Metrics used for feature importance

Feature importance is calculated from the average of nine measures applied to the training data:

  • Linear Correlation (f_regression) metric
  • Maximal Information Coefficient (MIC) metric
  • Linear Regression (LR) metric
  • L1 regularization metric (Lasso)
  • Ridge metric
  • RF metric
  • Stability Selection
  • Recursive Feature Elimination (RFE)
  • Recursive Feature Elimination plus selection of best number of features

How many pipelines are created?

Two AutoAI parameters determine the number of pipelines:

  • max_num_daub_ensembles: Maximum number (top-K ranked by DAUB model selection) of the selected estimator types, for example LGBMClassifierEstimator, XGBoostClassifierEstimator, or LogisticRegressionEstimator to use in pipeline composition.  The default is 1, where only the highest ranked by model selection estimator type is used.

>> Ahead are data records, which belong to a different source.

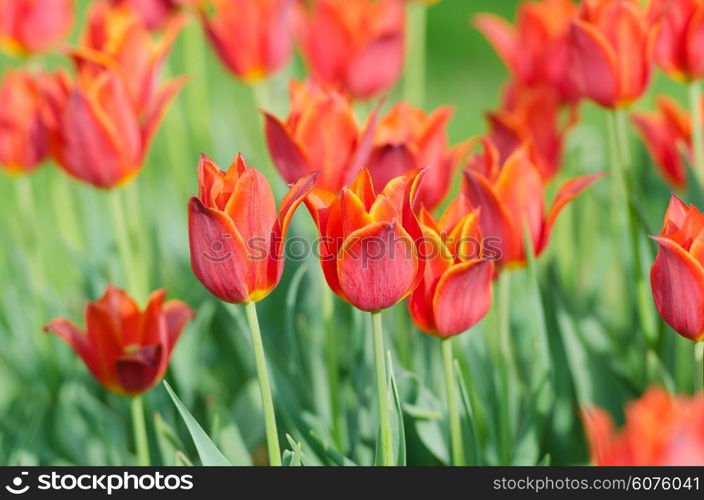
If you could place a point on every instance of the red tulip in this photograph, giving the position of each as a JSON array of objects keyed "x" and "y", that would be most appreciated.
[
  {"x": 116, "y": 37},
  {"x": 536, "y": 49},
  {"x": 677, "y": 275},
  {"x": 533, "y": 116},
  {"x": 368, "y": 242},
  {"x": 102, "y": 136},
  {"x": 455, "y": 292},
  {"x": 357, "y": 45},
  {"x": 610, "y": 52},
  {"x": 126, "y": 349},
  {"x": 407, "y": 138},
  {"x": 511, "y": 196},
  {"x": 236, "y": 237},
  {"x": 679, "y": 27},
  {"x": 660, "y": 430},
  {"x": 320, "y": 135},
  {"x": 29, "y": 26},
  {"x": 667, "y": 135},
  {"x": 253, "y": 38},
  {"x": 24, "y": 133}
]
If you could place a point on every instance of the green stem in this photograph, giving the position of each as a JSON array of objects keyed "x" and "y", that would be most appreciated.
[
  {"x": 452, "y": 408},
  {"x": 382, "y": 391},
  {"x": 414, "y": 79},
  {"x": 695, "y": 102},
  {"x": 699, "y": 366},
  {"x": 272, "y": 435},
  {"x": 140, "y": 431}
]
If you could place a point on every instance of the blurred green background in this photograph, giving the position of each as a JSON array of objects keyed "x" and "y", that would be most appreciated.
[{"x": 575, "y": 337}]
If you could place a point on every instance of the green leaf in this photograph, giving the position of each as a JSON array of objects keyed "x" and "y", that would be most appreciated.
[{"x": 208, "y": 452}]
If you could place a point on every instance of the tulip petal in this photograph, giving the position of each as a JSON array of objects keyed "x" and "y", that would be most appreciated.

  • num_folds: Number of subsets of the full dataset to train pipelines in addition to the full dataset. The default is 1 for training the full data set.           For each fold and estimator type, AutoAI creates 4 pipelines of increased refinement, corresponding to:

  1. Pipeline with default sklearn parameters for this estimator type, 
  2. Pipeline with optimized estimator using HPO  
  3. Pipeline with optimized feature engineering  
  4. Pipeline with optimized feature engineering and optimized estimator using HPO

The total number of pipelines generated is :                       

TotalPipelines= max_num_daub_ensembles * 4, if num_folds = 1:  
                       
TotalPipelines= (num_folds+1) * max_num_daub_ensembles * 4,  if num_folds > 1 :

What hyperparameter optimization is applied to my model?

For each fold and estimator type, AutoAI creates two pipelines that use HPO to optimize for the estimator type.

  • The first is based on optimizing this estimator type based on the preprocessed (imputed/encoded/scaled) dataset (pipeline 2) above).
  • The second is based on optimizing the estimator type based on optimized feature engineering of the preprocessed (imputed/encoded/scaled) data set. 

The parameter values of the estimators of all pipelines generated by AutoAI is published in status messages.